Son rapport avec Team Ninja était complexe. Après son départ, le studio a continué à développer Dead or Alive et Ninja Gaiden, mais beaucoup estiment que ces franchises ont perdu leur âme sans lui. Yosuke Hayashi, qui a pris la relève, a tenté de moderniser les séries, mais les fans nostalgiques regrettent l’ère Itagaki, où chaque jeu était une "déclaration de guerre" aux standards du marché.


Une anecdote résume bien son caractère : lors du développement de Ninja Gaiden 2, un membre de l’équipe lui aurait dit : "Personne ne pourra finir ce jeu, il est trop dur." Itagaki aurait répondu, un sourire en coin : "Alors on va leur apprendre à jouer."

L’Héritage d’Itagaki : Des Jeux qui Résistent au Temps

Aujourd’hui, alors que l’industrie du jeu vidéo est de plus en plus dominée par les open worlds et les live services, l’héritage d’Itagaki semble décalé. Pourtant, ses jeux résistent. Ninja Gaiden Black est toujours cité comme une référence du beat them all. Dead or Alive 5 (2012), bien que développé après son départ, conserve l’ADN du système de combat qu’il a créé. Même Devil’s Third, malgré ses défauts, a trouvé une communauté de passionnés qui en font un jeu culte.

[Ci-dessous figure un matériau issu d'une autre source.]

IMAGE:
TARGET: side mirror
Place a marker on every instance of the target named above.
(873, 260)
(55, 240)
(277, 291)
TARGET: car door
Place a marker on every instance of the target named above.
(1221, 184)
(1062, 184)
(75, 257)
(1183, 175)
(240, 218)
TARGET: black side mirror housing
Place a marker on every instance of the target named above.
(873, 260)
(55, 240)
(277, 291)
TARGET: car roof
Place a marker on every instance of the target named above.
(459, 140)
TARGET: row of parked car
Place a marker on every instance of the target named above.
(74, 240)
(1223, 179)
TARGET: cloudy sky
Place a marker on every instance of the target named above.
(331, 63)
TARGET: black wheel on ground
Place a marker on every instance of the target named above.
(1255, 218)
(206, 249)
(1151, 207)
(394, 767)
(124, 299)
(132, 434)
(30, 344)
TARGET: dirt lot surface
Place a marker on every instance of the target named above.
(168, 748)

Son influence dépasse le cadre technique. Itagaki a prouvé qu’un jeu pouvait être difficile, exigeant, et pourtant populaire. Il a montré qu’un développeur pouvait refuser les compromis, même au risque de se mettre à dos une partie de l’industrie. Dans un monde où les "triple A" se ressemblent de plus en plus, son approche artisanale et radicale fait figure de manifest.


Et puis, il y a cette phrase, devenue légendaire : "Un jeu, c’est comme un sabre. Soit il est tranchant, soit il ne sert à rien." Itagaki a forgé des lames qui coupent encore. À nous de ne pas les laisser rouiller.

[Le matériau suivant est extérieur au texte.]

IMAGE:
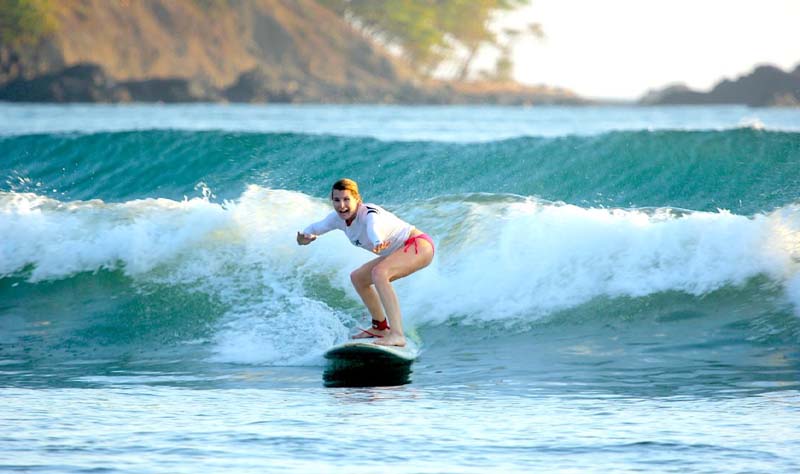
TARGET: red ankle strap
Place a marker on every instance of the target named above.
(380, 325)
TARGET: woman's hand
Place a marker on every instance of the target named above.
(380, 247)
(305, 239)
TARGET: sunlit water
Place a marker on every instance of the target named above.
(641, 330)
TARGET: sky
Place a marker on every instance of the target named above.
(618, 49)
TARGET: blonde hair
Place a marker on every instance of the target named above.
(345, 184)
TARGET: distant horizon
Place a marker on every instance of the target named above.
(621, 49)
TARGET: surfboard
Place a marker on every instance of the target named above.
(368, 350)
(366, 364)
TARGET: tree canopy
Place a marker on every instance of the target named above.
(429, 32)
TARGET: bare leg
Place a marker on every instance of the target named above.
(395, 266)
(362, 282)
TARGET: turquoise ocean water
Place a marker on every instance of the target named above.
(616, 289)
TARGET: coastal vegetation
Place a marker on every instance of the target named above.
(25, 21)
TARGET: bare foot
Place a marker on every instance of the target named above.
(392, 339)
(370, 333)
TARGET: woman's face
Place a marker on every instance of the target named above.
(345, 204)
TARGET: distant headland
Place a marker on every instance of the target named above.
(288, 51)
(765, 86)
(280, 51)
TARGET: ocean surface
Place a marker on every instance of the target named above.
(615, 289)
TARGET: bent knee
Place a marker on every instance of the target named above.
(379, 273)
(360, 278)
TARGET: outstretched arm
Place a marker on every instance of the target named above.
(305, 239)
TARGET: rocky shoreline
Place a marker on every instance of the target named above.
(89, 82)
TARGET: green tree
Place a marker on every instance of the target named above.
(428, 31)
(25, 21)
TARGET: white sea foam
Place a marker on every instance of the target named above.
(497, 259)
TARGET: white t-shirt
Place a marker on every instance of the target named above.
(371, 226)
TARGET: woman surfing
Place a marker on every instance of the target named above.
(402, 249)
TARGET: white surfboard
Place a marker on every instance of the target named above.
(366, 350)
(363, 363)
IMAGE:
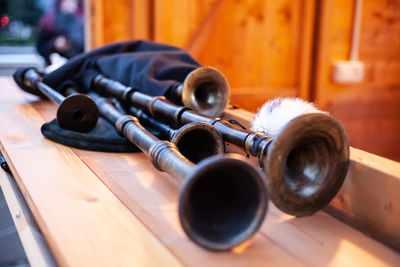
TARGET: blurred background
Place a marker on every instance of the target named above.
(344, 55)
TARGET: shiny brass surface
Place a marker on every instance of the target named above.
(303, 175)
(206, 90)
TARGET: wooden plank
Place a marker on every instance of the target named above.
(368, 199)
(35, 246)
(83, 222)
(152, 197)
(319, 240)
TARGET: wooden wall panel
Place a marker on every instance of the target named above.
(263, 47)
(369, 111)
(121, 20)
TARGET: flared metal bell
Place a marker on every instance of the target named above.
(306, 164)
(206, 90)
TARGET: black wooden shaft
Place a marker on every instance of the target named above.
(33, 79)
(165, 129)
(253, 143)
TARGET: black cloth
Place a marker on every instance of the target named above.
(103, 137)
(149, 67)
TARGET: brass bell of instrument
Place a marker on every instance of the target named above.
(205, 90)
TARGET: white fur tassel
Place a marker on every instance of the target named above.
(274, 114)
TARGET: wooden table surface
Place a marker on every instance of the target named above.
(115, 209)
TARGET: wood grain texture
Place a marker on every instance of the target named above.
(368, 199)
(82, 221)
(35, 246)
(260, 45)
(319, 240)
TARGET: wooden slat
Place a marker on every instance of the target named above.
(83, 222)
(368, 199)
(35, 246)
(377, 97)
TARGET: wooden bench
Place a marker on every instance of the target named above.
(111, 209)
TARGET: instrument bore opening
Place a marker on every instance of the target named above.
(225, 205)
(198, 144)
(206, 94)
(307, 165)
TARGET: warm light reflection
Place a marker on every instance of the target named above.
(347, 251)
(242, 247)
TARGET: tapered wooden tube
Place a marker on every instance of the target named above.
(223, 199)
(305, 165)
(76, 112)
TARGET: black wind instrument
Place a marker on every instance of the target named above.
(305, 164)
(223, 199)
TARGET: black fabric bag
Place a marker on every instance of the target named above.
(152, 68)
(149, 67)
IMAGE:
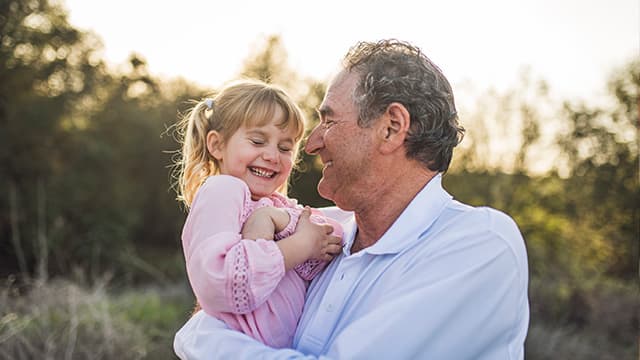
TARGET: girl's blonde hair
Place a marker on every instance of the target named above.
(240, 103)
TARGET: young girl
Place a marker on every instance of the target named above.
(238, 151)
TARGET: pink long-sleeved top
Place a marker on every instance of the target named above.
(240, 281)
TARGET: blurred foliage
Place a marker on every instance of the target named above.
(64, 319)
(86, 153)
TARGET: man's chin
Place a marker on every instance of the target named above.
(324, 191)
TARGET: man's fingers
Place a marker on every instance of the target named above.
(334, 249)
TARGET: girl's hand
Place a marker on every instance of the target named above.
(264, 223)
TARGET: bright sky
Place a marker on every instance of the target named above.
(573, 44)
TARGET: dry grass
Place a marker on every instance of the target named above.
(63, 320)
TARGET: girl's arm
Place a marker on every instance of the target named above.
(309, 241)
(265, 222)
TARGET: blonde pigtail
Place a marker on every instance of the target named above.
(196, 164)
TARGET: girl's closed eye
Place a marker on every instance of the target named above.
(256, 141)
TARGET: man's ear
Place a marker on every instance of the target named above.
(394, 127)
(214, 144)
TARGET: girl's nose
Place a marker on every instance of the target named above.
(270, 154)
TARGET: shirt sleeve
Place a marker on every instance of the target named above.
(226, 272)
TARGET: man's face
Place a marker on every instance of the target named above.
(344, 148)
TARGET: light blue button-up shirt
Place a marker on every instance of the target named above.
(446, 281)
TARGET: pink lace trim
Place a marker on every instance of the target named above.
(240, 284)
(294, 215)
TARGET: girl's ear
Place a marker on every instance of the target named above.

Les écrans s’éteignent, mais les combats continuent. Dans les arènes virtuelles de Dead or Alive, sur les toits ensanglantés de Ninja Gaiden, ou dans les couloirs chaotiques de Devil’s Third, l’esprit d’Itagaki survit. Il était un guerrier, un rêveur, un tyran parfois… mais surtout, un créateur qui a osé dire non quand tout le monde disait oui.

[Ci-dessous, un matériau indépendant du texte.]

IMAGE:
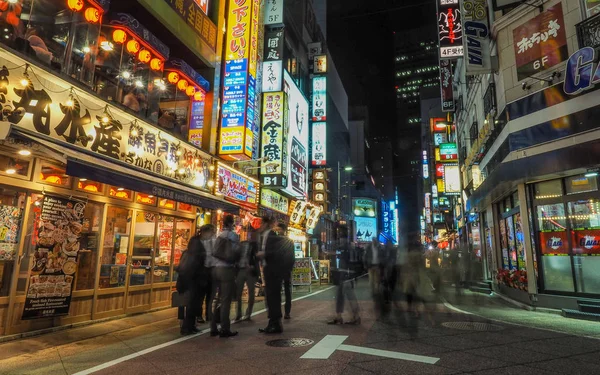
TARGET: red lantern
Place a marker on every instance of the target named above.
(133, 46)
(92, 15)
(144, 56)
(173, 77)
(75, 5)
(119, 36)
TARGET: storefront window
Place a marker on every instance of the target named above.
(54, 175)
(548, 189)
(143, 248)
(54, 35)
(581, 184)
(115, 248)
(11, 215)
(89, 246)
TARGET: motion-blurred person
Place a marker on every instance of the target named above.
(193, 279)
(273, 271)
(225, 252)
(343, 276)
(247, 275)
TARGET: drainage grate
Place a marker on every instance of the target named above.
(472, 326)
(290, 343)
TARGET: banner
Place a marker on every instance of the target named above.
(477, 37)
(56, 234)
(540, 43)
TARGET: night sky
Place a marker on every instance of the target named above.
(360, 39)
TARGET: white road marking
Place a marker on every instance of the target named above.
(325, 348)
(106, 365)
(330, 343)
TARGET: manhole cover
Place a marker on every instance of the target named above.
(290, 343)
(472, 326)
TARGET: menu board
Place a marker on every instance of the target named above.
(302, 272)
(57, 242)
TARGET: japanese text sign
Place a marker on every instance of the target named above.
(540, 43)
(273, 140)
(450, 29)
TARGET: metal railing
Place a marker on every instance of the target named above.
(588, 32)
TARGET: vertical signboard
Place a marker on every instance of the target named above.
(450, 29)
(540, 43)
(297, 139)
(239, 82)
(274, 134)
(446, 85)
(272, 76)
(57, 242)
(477, 37)
(319, 143)
(319, 107)
(273, 12)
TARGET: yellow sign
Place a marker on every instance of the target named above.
(232, 140)
(238, 29)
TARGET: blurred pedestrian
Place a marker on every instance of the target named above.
(248, 268)
(192, 281)
(226, 254)
(343, 277)
(273, 273)
(287, 247)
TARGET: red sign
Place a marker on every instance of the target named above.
(586, 242)
(554, 243)
(541, 42)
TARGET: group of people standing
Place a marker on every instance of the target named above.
(215, 269)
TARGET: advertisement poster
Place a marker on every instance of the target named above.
(236, 187)
(366, 228)
(298, 121)
(319, 144)
(302, 274)
(540, 43)
(54, 262)
(450, 29)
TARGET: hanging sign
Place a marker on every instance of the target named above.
(58, 227)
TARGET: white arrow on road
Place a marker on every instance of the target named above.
(330, 343)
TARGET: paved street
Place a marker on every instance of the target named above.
(440, 341)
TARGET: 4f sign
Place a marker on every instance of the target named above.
(582, 71)
(476, 41)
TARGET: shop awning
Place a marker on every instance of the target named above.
(95, 168)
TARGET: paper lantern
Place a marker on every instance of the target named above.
(182, 84)
(173, 77)
(144, 56)
(155, 64)
(133, 46)
(190, 91)
(119, 36)
(199, 96)
(75, 5)
(92, 15)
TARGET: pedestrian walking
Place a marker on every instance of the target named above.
(247, 276)
(192, 281)
(343, 278)
(226, 253)
(273, 274)
(287, 247)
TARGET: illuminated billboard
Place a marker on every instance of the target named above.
(319, 110)
(273, 148)
(297, 115)
(319, 144)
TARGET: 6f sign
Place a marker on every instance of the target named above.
(582, 71)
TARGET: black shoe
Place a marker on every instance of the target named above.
(225, 334)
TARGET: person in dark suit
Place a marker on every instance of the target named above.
(272, 271)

Aujourd’hui, alors que les hommages pleuvent, une question persiste : qui osera reprendre son flambeau ? Qui aura ce culot, cette folie, cette obsession du détail qui faisaient d’Itagaki un géant ? Peut-être est-ce à nous, joueurs, de perpétuer sa mémoire – en relevant ses défis, en exigeant mieux, et en refusant la médiocrité.


La dernière manche n’est pas jouée. Et quelque part, Itagaki sourit en voyant ses disciples s’entraîner encore.

L'Avis de la rédaction
Par Celtic
"Tomonobu Itagaki, c'est le samouraï du game design. Il a tranché les codes du genre avec ses jeux de combat ultra-techniques et ses narrations sombres. Ninja Gaiden Black, c'est son chef-d'œuvre, un défi si redoutable qu'il est encore cité aujourd'hui. Mais même ses échecs, comme Devil's Third, ont leur charme. Itagaki, c'est l'artisan qui refuse les compromis, même au risque de se mettre à dos l'industrie. Un jeu, c'est comme un sabre. Soit il est tranchant, soit il ne sert à rien. Et Itagaki a forgé des lames qui coupent encore."